I doubt she would mind if I drowned her in her own latte - if I drown her in coffee, on the other hand, she might have something to say about it Hmm

(BTW yes I explained to her that latte was coffee - all I got was "NO WAY, NOOOOO WAY" which is her general response to being told anything. For example that my manager has a young daughter "NOOOOO WAY!!" and that I had a spicy curry for lunch "NOOO WAY!!!!")

OP posts:
Eliza9917 · 15/08/2017 14:51

I wouldn't be able to cope with that. I left a job once because the pother woman in the office spoke in a baby voice, constantly. She was late 40's too.

Have a word with everyone else in your space and tell them all to ignore it/not rise to any of it and next time she jumps up shrieking, and no one tries to console her, see what she does. Just out of interest.

KickAssAngel · 15/08/2017 15:02

I bet she was a "little miss popular" type at school and had a crowd of friends and boyfriends who just loved her and thought she was adorable & vulnerable and they just wanted to help her.

I know that sounds cynical, but I have taught many of these. Perfectly intelligent, pleasant girls/women who rely so heavily on the 'dumb blonde' stereotype that they just can't get themselves out of it, and don't see when it's time to grow up.

If she has parents with money (you say she went to private school) then she just needs to last long enough to get a wealthy merchant banker/civil servant type and then she'll do latte/lunches and have a big strong man to protect her and provide.

Topseyt · 15/08/2017 15:02

She sounds very irritating, and is clueless about appropriate behaviour in a work situation.

I don't think you did anything unreasonable.

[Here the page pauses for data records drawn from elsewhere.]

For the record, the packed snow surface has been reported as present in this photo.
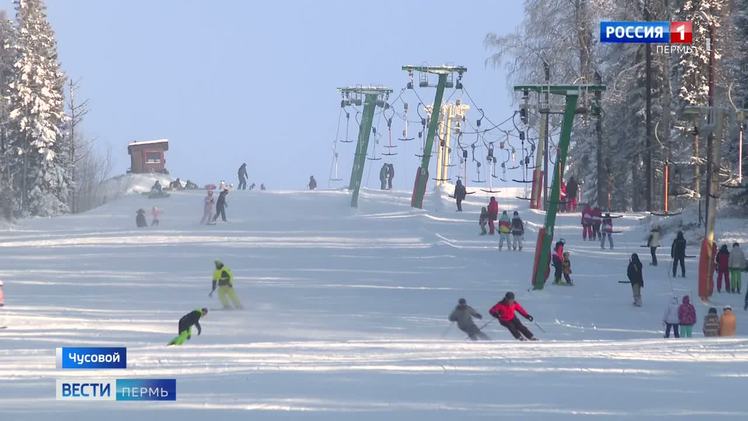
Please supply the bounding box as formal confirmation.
[0,189,748,421]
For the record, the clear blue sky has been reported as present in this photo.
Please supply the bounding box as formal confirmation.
[0,0,522,188]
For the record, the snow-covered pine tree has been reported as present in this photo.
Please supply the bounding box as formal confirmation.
[9,0,70,216]
[0,11,16,219]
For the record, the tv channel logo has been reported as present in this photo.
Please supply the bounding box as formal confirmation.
[600,21,693,44]
[55,347,127,369]
[55,379,177,401]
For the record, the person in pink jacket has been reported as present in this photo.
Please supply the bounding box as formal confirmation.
[678,295,696,338]
[200,190,216,224]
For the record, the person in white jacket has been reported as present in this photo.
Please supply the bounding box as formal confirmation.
[662,296,680,338]
[200,190,216,224]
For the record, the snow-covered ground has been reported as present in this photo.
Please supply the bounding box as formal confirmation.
[0,189,748,421]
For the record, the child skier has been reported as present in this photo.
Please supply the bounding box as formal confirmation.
[478,206,488,235]
[703,307,719,337]
[499,211,512,251]
[512,211,525,251]
[562,251,574,285]
[626,253,644,307]
[714,244,732,293]
[169,307,208,345]
[488,291,537,341]
[662,297,680,338]
[678,295,696,338]
[719,306,735,336]
[647,225,660,266]
[135,209,148,228]
[600,212,613,250]
[151,206,161,226]
[208,260,242,310]
[449,298,489,341]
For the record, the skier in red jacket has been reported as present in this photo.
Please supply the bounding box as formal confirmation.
[488,292,537,341]
[488,196,499,235]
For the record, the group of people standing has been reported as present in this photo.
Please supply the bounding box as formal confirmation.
[581,203,614,246]
[476,196,525,251]
[662,295,736,338]
[379,163,394,190]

I would almost be tempted to ask her why she acts so daft when her education suggests that she clearly isn't. It means that she is putting herself across as rather an airhead.

She would drive me insane. We have had the odd bee in our office, which is a large converted barn. I am not keen on them indoors but I don't react as she does. I waft them out of the window.

We recently had to have a hornets nest dealt with on the premises (though thankfully they stayed mostly outside). Whatever would she have made of that?